Sridhar Padmavati, Kahveci Tamer, Ranka Sanjay
Department of Computer and Information Science and Engineering, University of Florida, Gainesville, FL 32611, USA.
Pac Symp Biocomput. 2007:88-99.
Post-genomic advances in bioinformatics have refined drug-design strategies, by focusing on the reduction of serious side-effects through the identification of enzymatic targets. We consider the problem of identifying the enzymes (i.e., drug targets), whose inhibition will stop the production of a given target set of compounds, while eliminating minimal number of non-target compounds. An exhaustive evaluation of all possible enzyme combinations to find the optimal solution subset may become computationally infeasible for very large metabolic networks. We propose a scalable iterative algorithm which computes a sub-optimal solution within reasonable time-bounds. Our algorithm is based on the intuition that we can arrive at a solution close to the optimal one by tracing backward from the target compounds. It evaluates immediate precursors of the target compounds and iteratively moves backwards to identify the enzymes whose inhibition will stop the production of the target compounds while incurring minimum side-effects. We show that our algorithm converges to a sub-optimal solution within a finite number of such iterations. Our experiments on the E. Coli metabolic network show that the average accuracy of our method deviates from that of the exhaustive search only by 0.02%. Our iterative algorithm is highly scalable. It can solve the problem for the entire metabolic network of Escherichia Coli in less than 10 seconds.

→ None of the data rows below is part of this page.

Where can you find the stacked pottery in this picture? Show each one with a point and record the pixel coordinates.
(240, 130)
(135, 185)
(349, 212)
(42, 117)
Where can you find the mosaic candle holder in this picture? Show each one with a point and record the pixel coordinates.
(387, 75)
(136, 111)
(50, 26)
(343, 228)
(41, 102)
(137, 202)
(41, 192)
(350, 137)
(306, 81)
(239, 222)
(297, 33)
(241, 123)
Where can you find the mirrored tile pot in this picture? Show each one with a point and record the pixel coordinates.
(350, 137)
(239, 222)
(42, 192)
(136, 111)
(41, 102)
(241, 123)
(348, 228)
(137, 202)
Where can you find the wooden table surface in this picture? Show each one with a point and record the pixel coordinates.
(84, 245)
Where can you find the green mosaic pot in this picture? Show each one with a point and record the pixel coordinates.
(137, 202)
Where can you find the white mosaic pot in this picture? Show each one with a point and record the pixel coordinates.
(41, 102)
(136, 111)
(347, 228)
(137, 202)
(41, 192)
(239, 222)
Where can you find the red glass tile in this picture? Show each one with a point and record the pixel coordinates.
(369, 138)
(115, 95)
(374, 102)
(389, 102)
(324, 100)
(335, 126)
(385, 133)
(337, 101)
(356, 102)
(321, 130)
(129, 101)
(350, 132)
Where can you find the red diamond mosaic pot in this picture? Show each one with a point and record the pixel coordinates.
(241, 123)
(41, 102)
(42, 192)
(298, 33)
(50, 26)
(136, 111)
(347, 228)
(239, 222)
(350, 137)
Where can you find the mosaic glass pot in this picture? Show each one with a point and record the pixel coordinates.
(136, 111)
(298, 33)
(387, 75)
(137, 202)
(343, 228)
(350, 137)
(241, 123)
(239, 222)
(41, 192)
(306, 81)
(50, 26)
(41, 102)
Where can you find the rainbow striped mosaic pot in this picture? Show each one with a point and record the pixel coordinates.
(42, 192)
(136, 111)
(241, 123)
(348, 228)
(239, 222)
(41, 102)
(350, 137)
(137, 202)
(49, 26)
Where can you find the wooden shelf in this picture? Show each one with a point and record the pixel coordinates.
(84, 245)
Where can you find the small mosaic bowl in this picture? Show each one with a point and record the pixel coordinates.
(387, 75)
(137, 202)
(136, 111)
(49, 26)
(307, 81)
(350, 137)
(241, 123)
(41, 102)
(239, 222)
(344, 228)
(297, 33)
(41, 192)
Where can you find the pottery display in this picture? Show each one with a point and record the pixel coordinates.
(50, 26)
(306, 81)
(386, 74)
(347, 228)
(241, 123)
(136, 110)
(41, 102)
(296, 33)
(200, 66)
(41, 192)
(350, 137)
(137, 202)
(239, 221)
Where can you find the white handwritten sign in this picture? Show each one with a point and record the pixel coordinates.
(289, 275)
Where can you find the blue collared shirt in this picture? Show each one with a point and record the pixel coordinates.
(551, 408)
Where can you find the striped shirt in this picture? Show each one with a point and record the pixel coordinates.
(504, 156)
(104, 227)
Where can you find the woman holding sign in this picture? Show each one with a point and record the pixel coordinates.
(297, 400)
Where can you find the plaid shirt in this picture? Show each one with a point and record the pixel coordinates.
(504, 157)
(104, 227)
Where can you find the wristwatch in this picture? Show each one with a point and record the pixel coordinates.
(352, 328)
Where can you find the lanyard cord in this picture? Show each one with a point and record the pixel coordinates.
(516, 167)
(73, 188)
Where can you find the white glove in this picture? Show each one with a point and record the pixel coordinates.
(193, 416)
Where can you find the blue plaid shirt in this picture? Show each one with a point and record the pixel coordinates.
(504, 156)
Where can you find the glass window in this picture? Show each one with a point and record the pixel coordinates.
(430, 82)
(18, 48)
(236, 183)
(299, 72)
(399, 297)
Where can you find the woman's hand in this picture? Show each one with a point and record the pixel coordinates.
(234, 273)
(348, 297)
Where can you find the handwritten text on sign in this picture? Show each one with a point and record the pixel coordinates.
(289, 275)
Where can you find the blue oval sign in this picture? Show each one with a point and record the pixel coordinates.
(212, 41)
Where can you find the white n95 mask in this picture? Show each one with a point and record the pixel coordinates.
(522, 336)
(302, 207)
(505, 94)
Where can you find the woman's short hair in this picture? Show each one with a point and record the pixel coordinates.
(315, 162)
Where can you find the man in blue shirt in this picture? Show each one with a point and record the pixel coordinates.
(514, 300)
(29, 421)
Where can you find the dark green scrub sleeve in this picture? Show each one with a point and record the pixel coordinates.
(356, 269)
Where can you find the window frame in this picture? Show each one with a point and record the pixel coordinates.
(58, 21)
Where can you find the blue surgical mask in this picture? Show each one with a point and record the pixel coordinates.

生物信息学领域的后基因组学进展改进了药物设计策略,其重点是通过识别酶靶点来减少严重的副作用。我们考虑识别酶(即药物靶点)的问题,抑制这些酶将阻止给定目标化合物集的产生,同时消除最少数量的非目标化合物。对于非常大的代谢网络,详尽评估所有可能的酶组合以找到最优解子集在计算上可能不可行。我们提出一种可扩展的迭代算法,该算法能在合理的时间范围内计算出次优解。我们的算法基于这样一种直觉,即我们可以通过从目标化合物向后追溯来得到接近最优解的解。它评估目标化合物的直接前体,并迭代地向后移动以识别那些抑制后将阻止目标化合物产生同时产生最小副作用的酶。我们表明,在有限次数的此类迭代内,我们的算法会收敛到一个次优解。我们在大肠杆菌代谢网络上的实验表明,我们方法的平均准确率与详尽搜索的平均准确率相比仅相差0.02%。我们的迭代算法具有高度可扩展性。它能在不到10秒的时间内解决大肠杆菌整个代谢网络的问题。